Hackers are exploiting vulnerabilities in Exchange email servers to drop ransomware, Microsoft has warned, a move that puts tens of thousands of email servers at risk of destructive attacks.
NYDFS Letter To Regulated Entities
On March 9th The NYDFS released an industry letter to all regulated entities regarding the Microsoft Reports Exploitation of Four Vulnerabilities in Microsoft Exchange Server.
According to this release, thousands of organizations were compromised via zero-day vulnerabilities in Microsoft Exchange Server. On March 2, 2021, Microsoft published patches available for these vulnerabilities but many organizations were compromised either before the patches were available.
The DFS encourages all regulated entities with vulnerable Microsoft Exchange services to act immediately. Regulated entities should immediately patch or disconnect vulnerable servers, and use the tools provided by Microsoft to identify and remediate any compromise exploiting these zero-day vulnerabilities.
Overview of the Breach and Exploitation
On March 2, 2021, Microsoft reported that 4 vulnerabilities were discovered in the Microsoft Exchange servers from 2013 and later (including 2016, 2019). The vulnerable servers appear to host Web versions of Microsoft’s email program Outlook on their own machines instead of cloud providers.
Microsoft also released several security updates for vulnerabilities affecting the on-premises versions of Microsoft Exchange Server. When chained together, the vulnerabilities allow a hacker to take full control of a vulnerable system.

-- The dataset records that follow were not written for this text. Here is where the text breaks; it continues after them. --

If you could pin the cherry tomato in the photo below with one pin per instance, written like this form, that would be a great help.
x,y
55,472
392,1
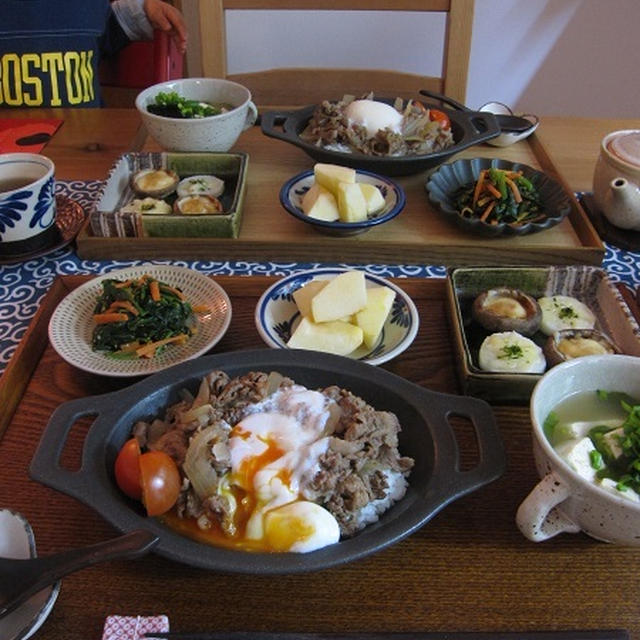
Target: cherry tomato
x,y
441,117
160,481
127,469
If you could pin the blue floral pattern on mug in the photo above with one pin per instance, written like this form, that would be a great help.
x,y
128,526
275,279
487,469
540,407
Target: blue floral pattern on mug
x,y
44,206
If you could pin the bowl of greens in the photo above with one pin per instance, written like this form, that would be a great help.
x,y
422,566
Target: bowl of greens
x,y
196,114
496,197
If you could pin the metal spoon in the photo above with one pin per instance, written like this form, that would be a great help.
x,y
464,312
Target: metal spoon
x,y
507,123
22,578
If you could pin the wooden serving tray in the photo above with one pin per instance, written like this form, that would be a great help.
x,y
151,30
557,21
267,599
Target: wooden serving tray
x,y
419,235
469,569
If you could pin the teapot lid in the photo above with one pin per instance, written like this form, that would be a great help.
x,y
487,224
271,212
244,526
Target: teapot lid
x,y
626,147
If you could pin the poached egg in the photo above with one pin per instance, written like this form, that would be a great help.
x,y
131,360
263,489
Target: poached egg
x,y
373,116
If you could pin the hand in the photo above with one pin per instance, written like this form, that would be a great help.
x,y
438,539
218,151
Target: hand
x,y
167,18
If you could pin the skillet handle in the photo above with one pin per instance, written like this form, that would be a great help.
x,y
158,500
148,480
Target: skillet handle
x,y
273,125
46,466
453,483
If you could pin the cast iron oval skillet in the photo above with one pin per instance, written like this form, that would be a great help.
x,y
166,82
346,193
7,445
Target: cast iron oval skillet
x,y
426,436
468,128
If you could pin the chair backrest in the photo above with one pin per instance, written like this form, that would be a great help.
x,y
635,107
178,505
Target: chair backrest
x,y
139,65
296,86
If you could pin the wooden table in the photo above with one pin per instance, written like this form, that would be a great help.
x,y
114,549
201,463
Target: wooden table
x,y
468,569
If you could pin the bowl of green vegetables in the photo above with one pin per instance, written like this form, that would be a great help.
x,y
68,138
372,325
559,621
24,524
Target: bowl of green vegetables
x,y
495,197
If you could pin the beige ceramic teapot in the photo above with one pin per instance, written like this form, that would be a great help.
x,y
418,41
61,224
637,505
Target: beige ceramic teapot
x,y
616,181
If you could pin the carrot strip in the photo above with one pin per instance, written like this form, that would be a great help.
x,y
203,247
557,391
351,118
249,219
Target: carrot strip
x,y
478,189
123,304
148,350
154,290
487,211
493,191
514,189
107,317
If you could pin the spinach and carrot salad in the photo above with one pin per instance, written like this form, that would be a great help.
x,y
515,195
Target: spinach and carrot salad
x,y
139,318
500,196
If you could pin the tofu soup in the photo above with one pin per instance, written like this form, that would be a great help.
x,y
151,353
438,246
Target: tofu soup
x,y
597,434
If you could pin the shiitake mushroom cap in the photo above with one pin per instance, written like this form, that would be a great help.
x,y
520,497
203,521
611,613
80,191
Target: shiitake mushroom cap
x,y
555,354
490,310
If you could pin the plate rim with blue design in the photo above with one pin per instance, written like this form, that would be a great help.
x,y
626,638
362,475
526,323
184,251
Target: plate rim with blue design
x,y
394,195
281,294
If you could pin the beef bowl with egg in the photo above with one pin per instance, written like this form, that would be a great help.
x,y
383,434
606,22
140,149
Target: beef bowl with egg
x,y
389,136
196,114
341,406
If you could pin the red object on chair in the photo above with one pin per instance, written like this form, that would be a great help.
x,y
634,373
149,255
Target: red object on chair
x,y
143,63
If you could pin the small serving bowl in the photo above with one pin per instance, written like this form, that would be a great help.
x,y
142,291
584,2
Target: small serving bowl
x,y
508,138
293,191
213,133
564,501
277,316
445,182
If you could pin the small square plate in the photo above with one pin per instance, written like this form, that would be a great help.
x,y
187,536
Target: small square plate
x,y
588,284
107,219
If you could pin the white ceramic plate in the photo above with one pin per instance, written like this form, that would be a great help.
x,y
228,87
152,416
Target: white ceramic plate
x,y
17,541
277,316
71,324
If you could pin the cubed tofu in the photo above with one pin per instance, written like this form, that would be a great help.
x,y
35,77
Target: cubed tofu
x,y
372,318
339,338
303,296
344,295
577,453
372,196
320,203
330,175
352,206
611,485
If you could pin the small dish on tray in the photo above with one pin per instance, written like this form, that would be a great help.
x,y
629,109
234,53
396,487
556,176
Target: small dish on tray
x,y
112,218
446,181
277,316
590,285
293,191
71,324
18,541
468,128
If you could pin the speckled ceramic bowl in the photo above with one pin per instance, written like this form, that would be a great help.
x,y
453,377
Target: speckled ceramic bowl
x,y
443,184
564,501
214,133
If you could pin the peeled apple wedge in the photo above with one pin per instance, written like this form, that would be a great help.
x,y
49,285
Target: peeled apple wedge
x,y
352,205
320,203
330,175
344,295
372,196
339,338
302,297
372,318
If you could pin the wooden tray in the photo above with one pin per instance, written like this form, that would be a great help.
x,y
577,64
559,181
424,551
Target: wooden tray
x,y
419,235
469,569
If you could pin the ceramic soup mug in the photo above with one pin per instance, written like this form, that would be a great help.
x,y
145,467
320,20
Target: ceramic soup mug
x,y
616,179
211,133
27,203
564,501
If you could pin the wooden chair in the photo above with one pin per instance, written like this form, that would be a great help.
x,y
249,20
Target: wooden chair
x,y
298,86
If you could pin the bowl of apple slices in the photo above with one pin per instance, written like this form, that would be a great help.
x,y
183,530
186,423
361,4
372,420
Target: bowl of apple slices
x,y
345,312
342,201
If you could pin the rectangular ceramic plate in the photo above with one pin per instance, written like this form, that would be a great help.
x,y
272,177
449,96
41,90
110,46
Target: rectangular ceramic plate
x,y
107,221
588,284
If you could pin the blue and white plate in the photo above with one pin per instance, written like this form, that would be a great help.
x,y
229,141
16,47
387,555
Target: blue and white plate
x,y
293,191
277,316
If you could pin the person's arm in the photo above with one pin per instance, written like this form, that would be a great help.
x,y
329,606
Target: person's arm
x,y
138,19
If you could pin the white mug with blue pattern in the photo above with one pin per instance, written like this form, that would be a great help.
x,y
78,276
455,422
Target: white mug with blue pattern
x,y
27,202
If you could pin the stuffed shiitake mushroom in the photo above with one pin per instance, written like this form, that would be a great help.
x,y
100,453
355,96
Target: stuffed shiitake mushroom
x,y
505,309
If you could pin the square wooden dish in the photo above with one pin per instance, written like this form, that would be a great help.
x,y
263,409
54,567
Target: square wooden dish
x,y
107,220
588,284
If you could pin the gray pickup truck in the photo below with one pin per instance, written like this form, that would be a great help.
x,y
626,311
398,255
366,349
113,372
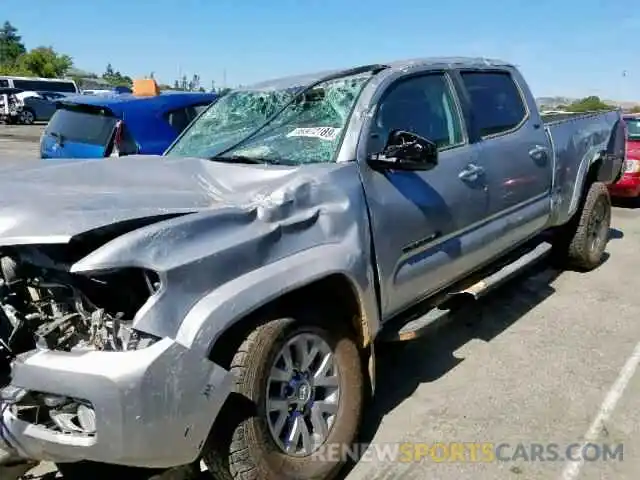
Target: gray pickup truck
x,y
222,302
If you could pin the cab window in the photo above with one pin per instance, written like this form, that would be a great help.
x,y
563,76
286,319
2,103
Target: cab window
x,y
422,105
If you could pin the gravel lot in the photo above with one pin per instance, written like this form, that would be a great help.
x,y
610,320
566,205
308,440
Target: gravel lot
x,y
549,358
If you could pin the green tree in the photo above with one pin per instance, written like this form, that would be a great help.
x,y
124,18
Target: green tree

Regulated entities must report Cybersecurity Events pursuant to 23 NYCRR Section 500.17(a) as promptly as possible and within 72 hours at the latest. Both the FBI and CISA, the federal government’s cybersecurity advisory unit, have warned that the vulnerabilities present a major risk to businesses across the United States.
So far the number of attempted attacks has increased tenfold from 700 on March 11 to over 7,200 on March 15.
Who is responsible?
Microsoft Threat Intelligence Center (MSTIC) attributes this breach with high confidence to HAFNIUM, a group assessed to be state-sponsored and operating out of China, based on observed victimology, tactics and procedures.
Recently other cybercriminal groups have started targeting these vulnerabilities, and it is expected that these attacks will continue to increase as attackers investigate and automate exploitation of these vulnerabilities.
The Right Response should consist of the following steps:
- Deploy updates to affected Exchange Servers.
- Investigate for exploitation or indicators of persistence.
- Remediate any identified exploitation or persistence and investigate your environment for indicators of lateral movement or further compromise.
Remember: if you are a regulated entity by the NYDFS, you should immediately assess the risk of your systems and consumers, and take steps necessary to address vulnerabilities and customer impact.